The study argues that there is a contradiction underlying the promise of litigant in person access to the courts. The courts promise a place where citizens’ can enforce their rights or defend themselves. Without access to the courts, people’s rights are empty; they are there on paper but do not exist in reality. Yet the courts do not have the resources to hear all the claims citizens have. Even expansion of their resources would not be sufficient, as demand is elastic. So, to appear to provide justice and control their process, the courts must both promise and limit access simultaneously. Normally lawyers play a central role in mediating such access, by screening and translating claims, and negotiating clients towards settlement. Litigants in person come straight to the courts, however, and threaten this delicate balance. They also struggle to access the courts in a meaningful way, not necessarily because of any particular personal deficits, but because there are so many complexities and conflicts that cannot be easily overcome by a litigant advocating their own cause. Various subtle means of discouraging access are deployed to steer litigants in person away from accessing the courts in person while trying not to undermine the appearance of accessibility.
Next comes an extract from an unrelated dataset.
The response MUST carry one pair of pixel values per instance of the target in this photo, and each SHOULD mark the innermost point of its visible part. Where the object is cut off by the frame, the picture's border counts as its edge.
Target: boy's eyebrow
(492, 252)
Some reform may be possible within the court system, including better information and more access to legal services (provided by innovation in how legal services are offered). There is no single solution to the issue however, the rise of litigants in person can be interpreted as a warning bell that not all is well with our justice system and that more fundamental reform is required.
We prepared a paper for the New Zealand Bar Association Working Group on Access to Justice outlining new business models for legal practice, many of which have the promise of making services more accessible to litigants: New Business Models for Legal Services.